The extensively re-developed centre combines oncology, haematology, support services and research.
Everything is bigger - the outpatient clinic has expanded, with almost double the number of consulting rooms, plus an upgraded reception and waiting area.
Additionally, an operating theatre for prostate cancer patients is housed on site - the first publicly funded of its kind in Australia.
Director of Cancer Services for the local health district, Associate Professor Winston Liauw, says the revamped centre is one of the best he's seen.
"It's like time travel walking from the old building," he said.
"I've seen a lot of waiting rooms, and this is definitely one of the nicer ones. It's more open, whereas before it was very cramped. People would be facing each other listening to conversations, but there are now little nooks, more privacy.
"We're running at 100 per cent capacity but this has given us more flexibility. In 2019, more than 5300 people in the local health district will be told they have cancer and there will be more than 1580 cancer deaths."
There is also going to be a kiosk check-in, where patients can swipe in and out.
"Our aim is to have everybody's photo on record so the ultimate idea is to track where patients are so we have a better idea of waiting times and reocgnise our patients," Associate Professor Liauw said.
A welcoming garden is yet to be planted, and the former parking area has made way for a patient transport bay.
There will be an in-house blood collector, which means patients will not have to walk to another area of the hospital to get blood tests done.
The build was funded by the Cancer Care Foundation, which raised about $16 million in the past two decades. The NSW government also contributed $1.5 towards its make-over. Community organisations including Club Rivers and the Lamrock Society also supported the project with donations.

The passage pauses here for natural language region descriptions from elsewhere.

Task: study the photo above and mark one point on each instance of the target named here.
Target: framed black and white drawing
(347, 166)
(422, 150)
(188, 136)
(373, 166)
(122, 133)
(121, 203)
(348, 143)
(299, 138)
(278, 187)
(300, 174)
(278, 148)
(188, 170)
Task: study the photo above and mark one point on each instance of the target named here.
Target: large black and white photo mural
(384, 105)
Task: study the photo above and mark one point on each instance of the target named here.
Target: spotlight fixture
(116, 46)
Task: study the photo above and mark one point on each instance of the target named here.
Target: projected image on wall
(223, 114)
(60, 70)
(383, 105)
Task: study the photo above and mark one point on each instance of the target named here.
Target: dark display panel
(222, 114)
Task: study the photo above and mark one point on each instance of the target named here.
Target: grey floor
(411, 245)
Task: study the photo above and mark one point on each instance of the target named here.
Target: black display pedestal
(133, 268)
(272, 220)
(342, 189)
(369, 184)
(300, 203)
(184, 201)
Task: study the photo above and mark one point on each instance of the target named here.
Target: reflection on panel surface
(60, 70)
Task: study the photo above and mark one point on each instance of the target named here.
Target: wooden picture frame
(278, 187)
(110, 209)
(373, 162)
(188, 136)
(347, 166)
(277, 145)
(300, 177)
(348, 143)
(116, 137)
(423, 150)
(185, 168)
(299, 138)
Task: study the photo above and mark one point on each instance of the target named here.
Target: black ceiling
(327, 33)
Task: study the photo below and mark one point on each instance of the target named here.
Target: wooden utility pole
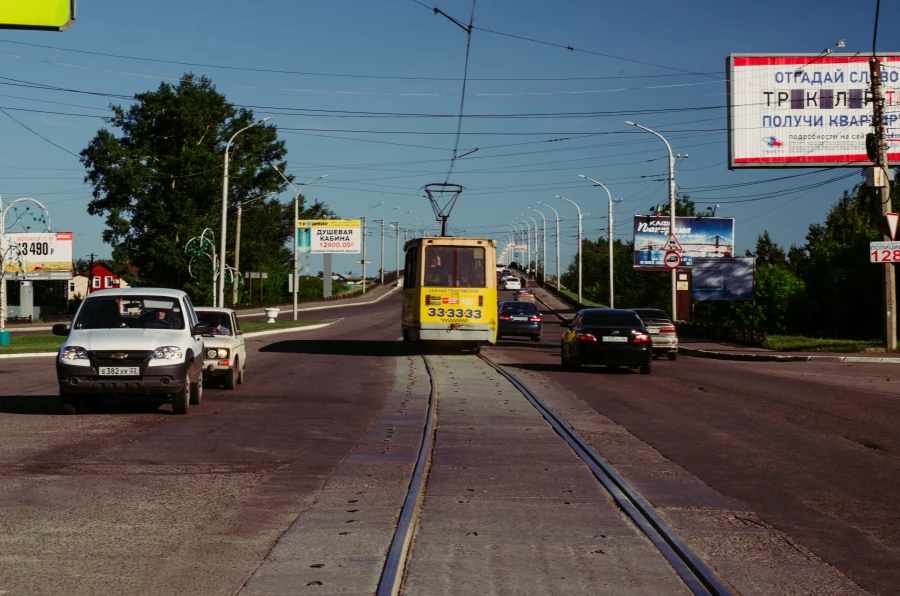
(884, 193)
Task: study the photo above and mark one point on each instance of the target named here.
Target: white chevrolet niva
(132, 342)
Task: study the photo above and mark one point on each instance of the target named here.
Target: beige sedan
(224, 353)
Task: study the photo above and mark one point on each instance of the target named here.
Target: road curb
(781, 357)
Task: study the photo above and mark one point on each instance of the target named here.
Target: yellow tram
(450, 291)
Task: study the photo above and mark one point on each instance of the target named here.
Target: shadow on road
(49, 405)
(342, 348)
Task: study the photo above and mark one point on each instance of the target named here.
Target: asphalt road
(131, 499)
(811, 447)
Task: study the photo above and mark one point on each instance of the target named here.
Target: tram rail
(690, 568)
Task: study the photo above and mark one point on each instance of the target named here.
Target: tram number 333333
(884, 252)
(458, 313)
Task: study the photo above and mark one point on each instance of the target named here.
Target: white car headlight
(73, 353)
(168, 353)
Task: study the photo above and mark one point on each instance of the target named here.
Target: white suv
(132, 341)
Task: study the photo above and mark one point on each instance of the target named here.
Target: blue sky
(634, 57)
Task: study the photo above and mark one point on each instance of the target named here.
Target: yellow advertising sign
(47, 15)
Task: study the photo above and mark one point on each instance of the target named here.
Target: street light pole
(365, 234)
(296, 268)
(579, 243)
(544, 238)
(671, 209)
(533, 242)
(556, 213)
(397, 266)
(237, 242)
(224, 230)
(610, 237)
(382, 242)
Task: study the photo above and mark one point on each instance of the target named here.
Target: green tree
(158, 182)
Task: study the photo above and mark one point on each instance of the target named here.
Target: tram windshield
(454, 267)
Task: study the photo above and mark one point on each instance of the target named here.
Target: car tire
(197, 392)
(232, 375)
(181, 398)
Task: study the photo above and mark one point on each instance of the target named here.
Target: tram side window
(454, 267)
(410, 279)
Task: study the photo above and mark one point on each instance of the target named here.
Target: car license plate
(120, 371)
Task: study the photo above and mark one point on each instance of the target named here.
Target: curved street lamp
(579, 243)
(224, 230)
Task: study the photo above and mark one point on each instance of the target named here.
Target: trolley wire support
(443, 198)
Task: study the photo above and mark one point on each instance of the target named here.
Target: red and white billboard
(807, 110)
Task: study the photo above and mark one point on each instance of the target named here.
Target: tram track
(696, 575)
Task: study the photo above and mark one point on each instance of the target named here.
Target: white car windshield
(130, 312)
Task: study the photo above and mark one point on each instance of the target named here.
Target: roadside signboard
(891, 219)
(884, 252)
(46, 15)
(696, 237)
(672, 259)
(728, 278)
(41, 256)
(806, 110)
(329, 236)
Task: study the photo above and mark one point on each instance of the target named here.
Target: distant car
(662, 331)
(524, 295)
(519, 319)
(132, 342)
(224, 353)
(512, 283)
(607, 336)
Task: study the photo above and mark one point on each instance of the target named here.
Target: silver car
(662, 331)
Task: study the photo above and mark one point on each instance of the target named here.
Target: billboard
(698, 236)
(40, 255)
(723, 278)
(47, 15)
(807, 110)
(329, 236)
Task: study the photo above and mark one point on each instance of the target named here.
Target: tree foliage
(157, 171)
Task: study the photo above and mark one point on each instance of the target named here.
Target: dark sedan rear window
(651, 313)
(624, 319)
(528, 307)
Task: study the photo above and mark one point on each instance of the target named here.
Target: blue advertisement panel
(723, 278)
(698, 236)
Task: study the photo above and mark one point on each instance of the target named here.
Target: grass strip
(31, 343)
(251, 326)
(799, 343)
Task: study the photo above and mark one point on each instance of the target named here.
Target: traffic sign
(672, 259)
(892, 223)
(672, 244)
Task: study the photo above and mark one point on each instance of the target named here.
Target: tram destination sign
(807, 110)
(329, 236)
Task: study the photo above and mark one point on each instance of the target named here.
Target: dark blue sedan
(519, 319)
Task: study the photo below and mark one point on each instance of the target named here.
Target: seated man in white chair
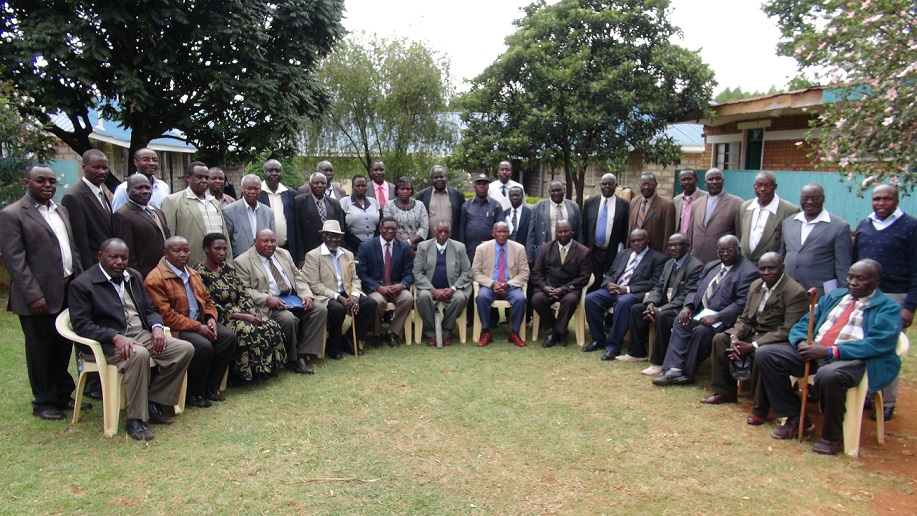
(109, 304)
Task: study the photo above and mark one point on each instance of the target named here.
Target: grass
(418, 430)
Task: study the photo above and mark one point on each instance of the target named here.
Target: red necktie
(839, 323)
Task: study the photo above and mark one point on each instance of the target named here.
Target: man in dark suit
(630, 277)
(386, 269)
(89, 207)
(775, 303)
(141, 226)
(443, 203)
(562, 269)
(108, 304)
(39, 250)
(652, 213)
(605, 226)
(312, 210)
(545, 215)
(816, 245)
(679, 277)
(712, 308)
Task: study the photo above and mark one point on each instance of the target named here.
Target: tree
(585, 81)
(866, 50)
(388, 101)
(234, 77)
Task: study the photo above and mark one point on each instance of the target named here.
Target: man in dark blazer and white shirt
(630, 277)
(604, 242)
(816, 246)
(712, 308)
(39, 250)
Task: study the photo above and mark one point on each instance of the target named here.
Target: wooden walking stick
(813, 299)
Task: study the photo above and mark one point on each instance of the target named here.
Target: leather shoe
(48, 414)
(157, 417)
(826, 447)
(138, 430)
(719, 399)
(515, 339)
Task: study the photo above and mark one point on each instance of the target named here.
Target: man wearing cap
(336, 286)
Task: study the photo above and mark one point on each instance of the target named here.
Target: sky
(735, 38)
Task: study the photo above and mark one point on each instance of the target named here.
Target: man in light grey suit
(816, 246)
(246, 216)
(442, 272)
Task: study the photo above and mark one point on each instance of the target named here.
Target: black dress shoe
(157, 417)
(138, 430)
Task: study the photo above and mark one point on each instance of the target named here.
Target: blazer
(782, 310)
(91, 223)
(251, 271)
(685, 281)
(773, 228)
(731, 294)
(826, 255)
(659, 222)
(540, 232)
(167, 291)
(458, 266)
(32, 256)
(321, 275)
(371, 268)
(184, 218)
(96, 310)
(722, 222)
(482, 268)
(573, 274)
(308, 223)
(144, 240)
(239, 228)
(645, 276)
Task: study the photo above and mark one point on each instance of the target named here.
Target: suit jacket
(96, 310)
(144, 240)
(239, 227)
(773, 228)
(645, 276)
(722, 222)
(573, 274)
(308, 222)
(167, 291)
(482, 268)
(32, 256)
(731, 294)
(458, 266)
(184, 218)
(659, 222)
(826, 255)
(782, 310)
(91, 223)
(540, 231)
(371, 268)
(685, 281)
(254, 277)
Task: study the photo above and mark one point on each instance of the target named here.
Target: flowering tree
(869, 49)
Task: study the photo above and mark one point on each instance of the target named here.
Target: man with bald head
(855, 330)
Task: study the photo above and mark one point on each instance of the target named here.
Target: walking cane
(813, 298)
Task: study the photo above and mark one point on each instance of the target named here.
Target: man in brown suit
(561, 272)
(40, 253)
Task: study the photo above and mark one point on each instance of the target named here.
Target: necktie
(387, 277)
(835, 330)
(602, 224)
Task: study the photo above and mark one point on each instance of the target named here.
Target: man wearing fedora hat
(336, 286)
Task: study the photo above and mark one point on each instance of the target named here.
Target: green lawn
(418, 430)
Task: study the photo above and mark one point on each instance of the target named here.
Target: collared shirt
(807, 226)
(759, 219)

Hospital general manager Leisa Rathborne says the project is a fine example of how a community committee can work successfully with hospital administration, medical staff, community leaders and the government to achieve a first class facility.
"The recent donation topping $16 million is a credit to the foundation's tireless fundraising efforts," she said.
"The contribution has significantly supported the Cancer Care Centre's ability to meet the growing needs of the community. The continued high standard of care is possible thanks to their help.
"This beautiful centre will make such a different to patients going through a difficult period in their lives."
Sutherland breast cancer survivor, Robyn Townsend, first arrived at the old centre for treatment in 2007 when she was diagnosed. She is now cancer-free.
"Receiving a diagnosis is a devastating and life-changing thing, but the network of services is so beneficial," she said. "Seeing this actually feels like a home away from home. It doesn't feel clinical or intimidating. It almost feels more nurturing with the way it's been designed."
There to cut the ribbon was Oatley MP Mark Coure and community leader Phill Bates.
Mr Coure says it's a "massive improvement".
"It's completely different, and for the better," he said.
"It was previously dark and small. The vision for world-class cancer care in St George has become a reality. Other hospitals need to take a leaf of what we see here. I hope this centre will be a place of healing and hope for those diagnosed."